According to a report Wednesday from the Austin Board of Realtors, home resales in central Texas fell 10 percent in March compared to a year ago. Based on this information, the month of April will not be much better.
The Statesman reported that in central Texas, 1,597 existing single-family homes were sold at the average price of $185,260, up by 2 percent. This number breaks down to $112 a square foot, up by 1 percent.
This time last year consumers were rushing to reap the benefits of the federal tax credit that ended in April 2010 and in turn the March 2010 sales were up 27 percent from the year before.
“We were expecting this March to be a big negative, because last March was an artificial number,” said James Gaines, research economist at the Real Estate Center at Texas A&M University. “But there are still some other headwinds, mainly in the mortgage market and the difficulty of credit. Recovery is just a slow process.”
The National Association of Realtors reported that across the nation home resales were down 6.5 percent in March compared to a year ago. This number was measured by the annual rate of sales. About a third of consumers were first time homebuyers compared to 44 percent a year ago.
An indicator that first time homebuyers are shying away from purchasing homes is that the price range of homes purchased in central Texas was between $200,000 and $399,999. First time homebuyers tend to purchase homes in the lower price ranges.
Gaines believes that people in the market looking for a house are also feeling the pinch.
“Lenders are getting even tighter on the equity requirement, so if you’re not getting FHA financing, lenders are beginning to ask for a full 20 percent down,” he said.
Home sales in Central Texas took on average 96 days, which is 32 percent longer than in took in March 2010.
A key sign of April’s activity are pending sales because they record transactions that are on their way to closing. Pending sales are down 17 percent from last year.
There were 3,480 new listings, this number is also down 17 percent, and there were 9,156 active listings dropped. Dropped active listings are down by 11 percent.

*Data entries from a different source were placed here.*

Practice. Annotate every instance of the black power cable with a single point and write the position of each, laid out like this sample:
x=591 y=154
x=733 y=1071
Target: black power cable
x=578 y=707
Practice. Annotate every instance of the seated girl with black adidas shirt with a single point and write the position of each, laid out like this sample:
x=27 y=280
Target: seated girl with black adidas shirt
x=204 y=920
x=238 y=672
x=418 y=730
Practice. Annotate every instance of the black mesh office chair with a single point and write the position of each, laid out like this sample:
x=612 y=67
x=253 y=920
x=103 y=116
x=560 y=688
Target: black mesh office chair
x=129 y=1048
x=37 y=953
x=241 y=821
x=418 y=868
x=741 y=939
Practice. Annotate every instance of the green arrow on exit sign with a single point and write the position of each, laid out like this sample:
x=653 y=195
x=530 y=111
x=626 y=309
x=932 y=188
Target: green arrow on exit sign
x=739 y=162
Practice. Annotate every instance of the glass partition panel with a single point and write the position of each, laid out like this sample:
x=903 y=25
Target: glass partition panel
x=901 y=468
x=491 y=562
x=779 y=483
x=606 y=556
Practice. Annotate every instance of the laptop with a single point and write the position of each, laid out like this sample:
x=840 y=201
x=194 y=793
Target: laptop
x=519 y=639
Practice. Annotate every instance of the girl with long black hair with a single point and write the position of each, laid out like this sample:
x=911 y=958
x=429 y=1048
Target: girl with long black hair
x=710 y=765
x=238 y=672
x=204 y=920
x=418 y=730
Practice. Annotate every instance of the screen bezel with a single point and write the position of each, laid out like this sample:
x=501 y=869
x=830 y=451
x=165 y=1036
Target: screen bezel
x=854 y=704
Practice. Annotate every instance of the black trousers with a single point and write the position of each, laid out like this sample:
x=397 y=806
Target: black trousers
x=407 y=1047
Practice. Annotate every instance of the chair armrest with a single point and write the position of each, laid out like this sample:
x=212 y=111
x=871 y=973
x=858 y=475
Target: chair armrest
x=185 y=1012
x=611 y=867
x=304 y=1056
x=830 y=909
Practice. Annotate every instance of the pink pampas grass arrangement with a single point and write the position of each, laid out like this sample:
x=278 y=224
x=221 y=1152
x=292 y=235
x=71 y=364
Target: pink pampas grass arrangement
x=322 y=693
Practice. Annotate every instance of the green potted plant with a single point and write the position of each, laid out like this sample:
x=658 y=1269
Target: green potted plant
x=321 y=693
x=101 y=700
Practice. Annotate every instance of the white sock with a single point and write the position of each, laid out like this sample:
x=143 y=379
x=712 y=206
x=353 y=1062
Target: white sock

“The fact that pending sales are down substantially, while the amount of time it takes to sell a house is increasing, suggests a continuing weakness in the market,” said Charles Heimsath , president of Capitol Market Research. “If you can’t sell a house in Detroit and you’re moving to Austin, you can’t buy a house in Austin. You have to rent.”
Heimsath mentioned that rental activity in the Austin area has stayed strong. “Apartment rents have never been higher, and the market is 96 to 97 percent occupied.”
In March there were 1,174 properties leased in the Austin, which is 9 percent more when compared to last year. On average the rental price was $1200 and compared to March 2010 is a 4 percent increase.
4,965 homes were sold in the first three months of the year, which is down 3 percent from the same time period last time.
Heimsath believes that number of home sales is not likely to turnaround yet.
“The strength of the economy and job growth long term make for a robust housing market, and we’re not there yet,” he said.